Perché è così importante l’Italicum? Perché tutti chiedono il proprio tornaconto e basta solo che un anello della catena si spezzi per far saltare tutto. Proviamo a spiegare: molto dipende se passa o meno l’emendamento o gli emendamenti che introducono in un modo o nell’altro le preferenze (nell’Italicum “renziano” ci sono ma non riguardano i capilista, che sono invece bloccati). Gli oppositori (non solo il Movimento 5 Stelle e la Lega ma anche quelli interni al Pd) chiedono che venga smontata la questione dei capilista bloccati. Come ha confermato Miguel Gotor (che già ieri aveva sollevato la questione), 29 senatori del Pd sono pronti a votare no: i capilista bloccati non li vogliono e lo ritengono solo un favore a Berlusconi. Ma se passa questo punto salta tutto il resto perché la riforma elettorale la fai se hai gli accordi tra i partiti: e Berlusconi vuole i capilista bloccati per poterli nominare personalmente.

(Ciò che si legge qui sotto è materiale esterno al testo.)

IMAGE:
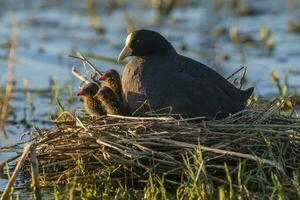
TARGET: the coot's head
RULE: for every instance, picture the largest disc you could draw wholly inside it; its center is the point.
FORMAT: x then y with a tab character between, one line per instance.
144	42
88	90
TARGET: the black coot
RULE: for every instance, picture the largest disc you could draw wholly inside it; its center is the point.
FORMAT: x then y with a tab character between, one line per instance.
158	74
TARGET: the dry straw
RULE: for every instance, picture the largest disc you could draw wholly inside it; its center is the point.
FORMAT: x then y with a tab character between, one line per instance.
135	146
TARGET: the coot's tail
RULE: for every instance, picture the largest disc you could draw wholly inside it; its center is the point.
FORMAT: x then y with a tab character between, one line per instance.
247	93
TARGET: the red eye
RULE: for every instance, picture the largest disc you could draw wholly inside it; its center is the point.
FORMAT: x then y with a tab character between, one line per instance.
103	78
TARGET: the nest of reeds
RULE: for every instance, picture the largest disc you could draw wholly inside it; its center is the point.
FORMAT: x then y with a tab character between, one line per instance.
262	141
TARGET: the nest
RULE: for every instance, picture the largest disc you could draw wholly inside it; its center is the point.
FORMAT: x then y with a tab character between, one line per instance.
262	140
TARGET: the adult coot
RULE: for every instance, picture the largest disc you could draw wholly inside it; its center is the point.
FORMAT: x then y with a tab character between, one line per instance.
158	74
112	79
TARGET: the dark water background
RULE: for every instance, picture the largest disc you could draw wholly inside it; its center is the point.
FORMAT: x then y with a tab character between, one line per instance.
48	31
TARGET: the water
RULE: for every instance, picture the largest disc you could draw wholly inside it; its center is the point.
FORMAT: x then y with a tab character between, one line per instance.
48	31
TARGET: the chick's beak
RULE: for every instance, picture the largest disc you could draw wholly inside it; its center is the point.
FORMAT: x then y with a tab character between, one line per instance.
126	51
81	93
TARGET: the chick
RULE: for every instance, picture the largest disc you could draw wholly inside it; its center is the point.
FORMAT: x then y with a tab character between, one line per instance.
112	80
91	105
110	101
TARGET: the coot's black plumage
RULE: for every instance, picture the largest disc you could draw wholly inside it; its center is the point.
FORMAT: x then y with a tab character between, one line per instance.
159	74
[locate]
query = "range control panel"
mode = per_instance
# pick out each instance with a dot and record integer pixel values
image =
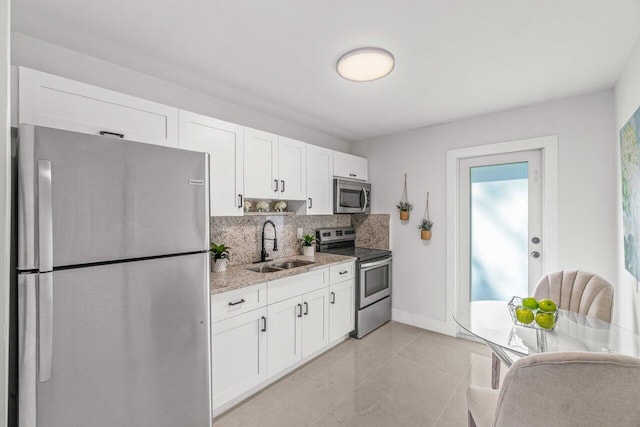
(326, 235)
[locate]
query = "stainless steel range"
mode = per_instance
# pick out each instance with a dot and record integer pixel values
(373, 278)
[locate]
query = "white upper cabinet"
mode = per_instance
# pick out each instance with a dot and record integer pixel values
(350, 166)
(260, 164)
(319, 181)
(52, 101)
(292, 169)
(274, 167)
(225, 144)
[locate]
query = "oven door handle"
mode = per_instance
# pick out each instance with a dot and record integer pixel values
(375, 264)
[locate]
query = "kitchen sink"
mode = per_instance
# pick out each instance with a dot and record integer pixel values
(265, 269)
(291, 264)
(279, 266)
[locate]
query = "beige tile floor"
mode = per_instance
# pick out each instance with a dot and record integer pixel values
(398, 375)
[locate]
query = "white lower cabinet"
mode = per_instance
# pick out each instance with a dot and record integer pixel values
(238, 355)
(341, 309)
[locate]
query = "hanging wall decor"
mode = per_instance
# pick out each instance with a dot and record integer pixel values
(426, 224)
(404, 206)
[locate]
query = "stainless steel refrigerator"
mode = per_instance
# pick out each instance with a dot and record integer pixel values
(113, 287)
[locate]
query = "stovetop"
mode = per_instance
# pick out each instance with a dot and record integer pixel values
(363, 254)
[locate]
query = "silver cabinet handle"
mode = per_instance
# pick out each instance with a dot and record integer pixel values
(366, 199)
(45, 326)
(45, 217)
(119, 135)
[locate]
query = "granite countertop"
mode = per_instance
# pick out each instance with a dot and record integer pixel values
(238, 276)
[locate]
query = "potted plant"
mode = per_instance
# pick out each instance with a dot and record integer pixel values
(219, 257)
(405, 208)
(308, 247)
(425, 229)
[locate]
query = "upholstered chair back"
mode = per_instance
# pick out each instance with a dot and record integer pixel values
(578, 291)
(570, 389)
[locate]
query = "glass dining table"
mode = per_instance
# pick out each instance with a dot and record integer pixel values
(491, 322)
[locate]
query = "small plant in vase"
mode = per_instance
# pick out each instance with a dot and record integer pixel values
(425, 229)
(308, 247)
(405, 208)
(219, 257)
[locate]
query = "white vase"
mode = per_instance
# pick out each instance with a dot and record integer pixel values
(219, 265)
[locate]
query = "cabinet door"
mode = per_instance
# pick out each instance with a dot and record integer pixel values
(285, 334)
(260, 165)
(341, 309)
(292, 165)
(319, 181)
(225, 145)
(238, 355)
(349, 166)
(52, 101)
(315, 321)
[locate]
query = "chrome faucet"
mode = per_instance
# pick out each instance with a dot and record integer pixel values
(263, 252)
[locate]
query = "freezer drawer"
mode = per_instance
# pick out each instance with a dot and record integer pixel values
(86, 199)
(129, 345)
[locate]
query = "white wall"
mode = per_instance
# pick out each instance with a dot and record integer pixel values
(50, 58)
(627, 101)
(587, 196)
(5, 206)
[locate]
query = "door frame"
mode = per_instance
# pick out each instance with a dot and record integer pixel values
(548, 145)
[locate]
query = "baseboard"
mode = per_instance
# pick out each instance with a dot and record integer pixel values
(423, 322)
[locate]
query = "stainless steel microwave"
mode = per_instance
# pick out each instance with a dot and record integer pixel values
(351, 196)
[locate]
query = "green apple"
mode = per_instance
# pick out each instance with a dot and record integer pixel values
(545, 320)
(547, 305)
(524, 315)
(530, 302)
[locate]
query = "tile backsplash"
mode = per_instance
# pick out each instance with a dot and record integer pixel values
(243, 233)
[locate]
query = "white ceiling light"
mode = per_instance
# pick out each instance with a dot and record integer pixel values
(365, 64)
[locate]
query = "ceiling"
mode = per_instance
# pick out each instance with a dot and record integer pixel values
(454, 58)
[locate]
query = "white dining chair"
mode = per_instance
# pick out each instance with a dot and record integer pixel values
(561, 389)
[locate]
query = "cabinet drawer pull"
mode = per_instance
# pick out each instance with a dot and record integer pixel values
(104, 132)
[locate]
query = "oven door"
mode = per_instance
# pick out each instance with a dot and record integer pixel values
(375, 281)
(352, 197)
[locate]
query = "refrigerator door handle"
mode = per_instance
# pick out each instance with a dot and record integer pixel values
(45, 326)
(45, 216)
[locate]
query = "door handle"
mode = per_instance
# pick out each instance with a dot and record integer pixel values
(45, 217)
(45, 326)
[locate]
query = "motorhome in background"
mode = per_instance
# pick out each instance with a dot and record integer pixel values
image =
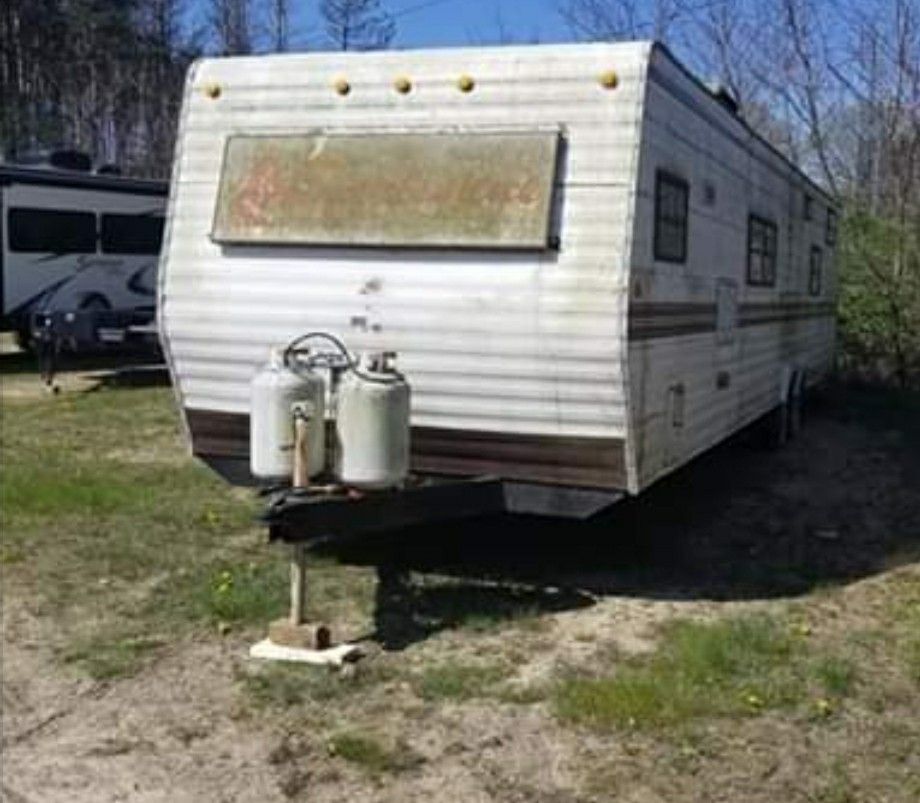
(592, 269)
(76, 241)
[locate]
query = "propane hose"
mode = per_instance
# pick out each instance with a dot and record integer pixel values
(347, 362)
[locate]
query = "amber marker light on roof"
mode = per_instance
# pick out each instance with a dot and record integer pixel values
(466, 83)
(609, 79)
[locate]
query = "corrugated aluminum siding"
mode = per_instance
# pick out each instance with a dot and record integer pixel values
(530, 343)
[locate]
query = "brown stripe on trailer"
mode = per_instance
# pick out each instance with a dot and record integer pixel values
(578, 461)
(565, 460)
(756, 314)
(652, 320)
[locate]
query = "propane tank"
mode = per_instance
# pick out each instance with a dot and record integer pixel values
(274, 390)
(372, 425)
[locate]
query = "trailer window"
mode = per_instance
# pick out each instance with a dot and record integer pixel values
(831, 233)
(131, 234)
(761, 251)
(815, 266)
(672, 195)
(51, 231)
(450, 189)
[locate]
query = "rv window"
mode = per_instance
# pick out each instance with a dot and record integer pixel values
(761, 251)
(831, 233)
(131, 234)
(672, 196)
(51, 231)
(814, 271)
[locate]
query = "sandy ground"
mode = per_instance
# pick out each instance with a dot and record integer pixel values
(738, 530)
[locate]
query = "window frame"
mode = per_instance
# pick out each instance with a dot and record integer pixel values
(815, 276)
(767, 225)
(673, 181)
(15, 235)
(108, 218)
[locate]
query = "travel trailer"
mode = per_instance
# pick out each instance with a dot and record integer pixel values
(589, 266)
(74, 241)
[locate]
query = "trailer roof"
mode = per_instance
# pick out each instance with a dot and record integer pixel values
(739, 117)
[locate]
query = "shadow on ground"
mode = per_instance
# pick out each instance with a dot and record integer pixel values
(840, 503)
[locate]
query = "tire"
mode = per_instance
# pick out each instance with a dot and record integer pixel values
(24, 340)
(795, 403)
(94, 302)
(776, 427)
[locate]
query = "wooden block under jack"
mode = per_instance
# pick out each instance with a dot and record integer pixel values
(334, 656)
(305, 636)
(304, 643)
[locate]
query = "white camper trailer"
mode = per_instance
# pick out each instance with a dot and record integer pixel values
(590, 266)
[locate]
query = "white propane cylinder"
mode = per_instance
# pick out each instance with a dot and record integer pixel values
(372, 425)
(275, 388)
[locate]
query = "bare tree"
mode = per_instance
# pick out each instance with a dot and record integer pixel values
(357, 24)
(279, 24)
(622, 19)
(232, 25)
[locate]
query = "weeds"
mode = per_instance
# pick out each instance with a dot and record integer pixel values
(729, 668)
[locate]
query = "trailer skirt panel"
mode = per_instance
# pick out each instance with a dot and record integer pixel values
(220, 437)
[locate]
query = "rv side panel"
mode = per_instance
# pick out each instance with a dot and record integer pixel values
(723, 304)
(516, 357)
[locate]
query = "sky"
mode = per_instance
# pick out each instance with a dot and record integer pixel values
(440, 23)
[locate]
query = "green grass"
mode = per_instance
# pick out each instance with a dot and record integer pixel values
(835, 675)
(110, 526)
(459, 682)
(735, 667)
(371, 754)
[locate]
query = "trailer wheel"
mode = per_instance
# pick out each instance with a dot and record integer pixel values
(795, 402)
(776, 427)
(94, 301)
(24, 340)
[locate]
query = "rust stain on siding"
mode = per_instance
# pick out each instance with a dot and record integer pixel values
(427, 190)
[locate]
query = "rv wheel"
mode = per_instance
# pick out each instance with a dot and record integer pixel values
(776, 427)
(795, 403)
(24, 340)
(95, 302)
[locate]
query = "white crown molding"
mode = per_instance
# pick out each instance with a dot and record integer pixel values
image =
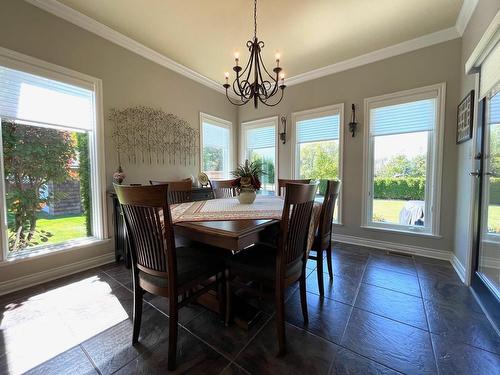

Gli avere gli accordi necessari, la riforma elettorale deve dare: ad Alfano, Vendola e compagnia bella la soglia bassa del 3%, a Berlusconi i capilista, a se stesso e alla governabilità il ballottaggio. Se smonti uno di questi 3 punti, cascano tutti e 3. Se cade la legge elettorale, cade l’accordo per l’elezione del presidente della Repubblica.